Cheng et a [l3] classified 578 cases with a total number of 813 deformities, of the congenital upper limb anomalies with the International Federation of Societies for Surgery of the Hand (IFSSH) after a 10 years of study. There were only 6 cases of brachysyndactyly. They encountered difficulties when trying to differentiate between the atypical cleft hand, brachysyndactyly and transverse arrests. There was an obvious gap in knowledge of the pathogenesis of these anomalies and it is difficult at present to settle this problem rationally.

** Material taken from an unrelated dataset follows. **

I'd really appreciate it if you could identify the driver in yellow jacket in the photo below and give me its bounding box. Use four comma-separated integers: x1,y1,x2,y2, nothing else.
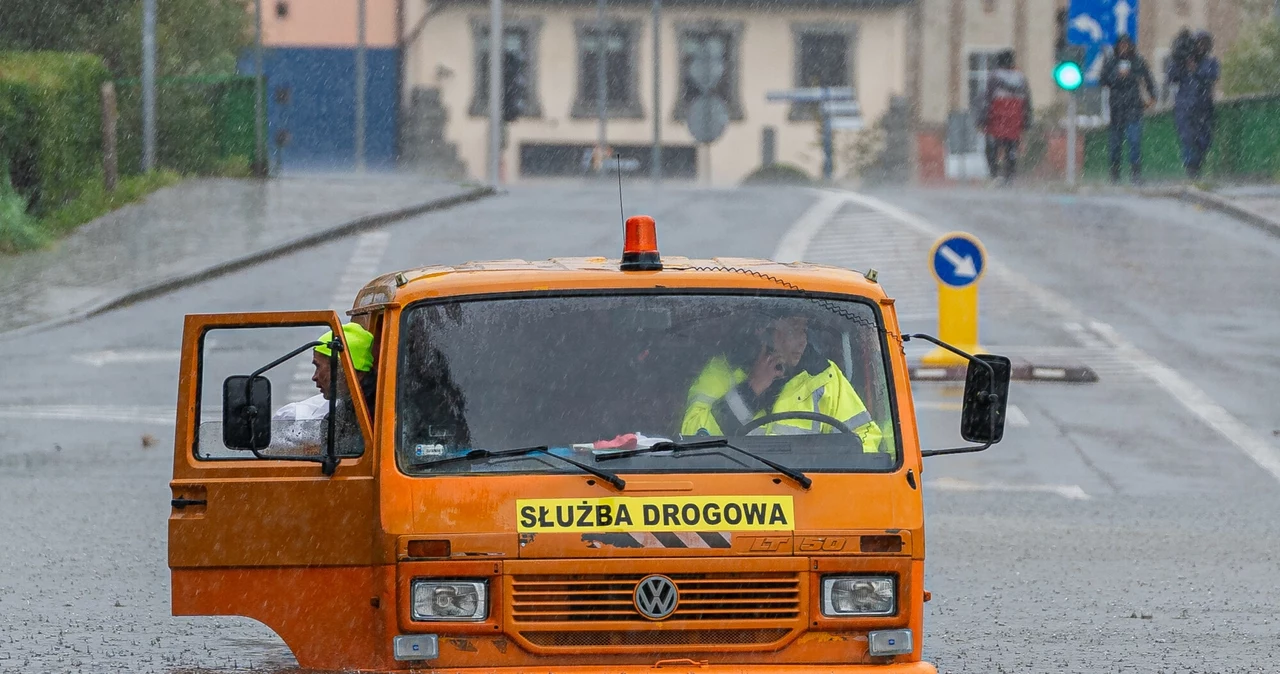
680,316,883,451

Maisels  described own suppression theory of cleft hand and foot in seven illustrative cases and found difficulty to differentiate atypical cleft hand from brachysyndactyly. Brachysyndactyly in which the bony phalanges are absent but the fingers represented as nubbins of soft tissue, often with nails. Walker and Clodius  refer to this condition as a pseudo lobster-claw. Barsky  divided this case into two groups : brachysyndactyly and partial ectrodactyly, with syndactyly. But Patterson  included them as a variety of the lobster-claw deformity.
Atypical cleft hand should be considered to be a moderate grade of brachysyndactyly. Atypical cleft hands demonstrate the common features of other types of brachysyndactyly : all cases are unilateral and various degrees of bone hypoplasia exist in the affected fingers as well as the adjacent fingers and in the proximal part of the limbs. 
Uchida et al  revealed several differences in the way symbrachydactyly occurs in the feet, compared to the hands. Symbrachydactyly of the feet represented a spectrum of deformities, which at its least severe is characterized by slight hypoplasia centred around the middle hypoplasia of the distal phalange and normal nails. More advanced case have moderate hypoplasia of the central rays, hypoplasia of the distal phalanges and some nail defects. In my case, moderate hypoplasia of the pre-axial rays and severe hypoplasia of central rays with nail defects were noted.
Sharma et al  described a father and his daughter with unique pattern of pre-axial brachysyndactyly and unusual facial appearance. There were short first metacarpals and hypoplastic phalanges of the thumb and index finger with incomplete syndactyly. In author reported case little finger was three phalangeal, thumb and index finger was two phalangeal, ring finger was single phalangeal and middle finger was without phalange.
Brachysyndactyly of the hand is relatively controversial. The aetiology, mechanism of development, pathogenesis and classification of this condition has not been delineated. Further characterization of it is necessary.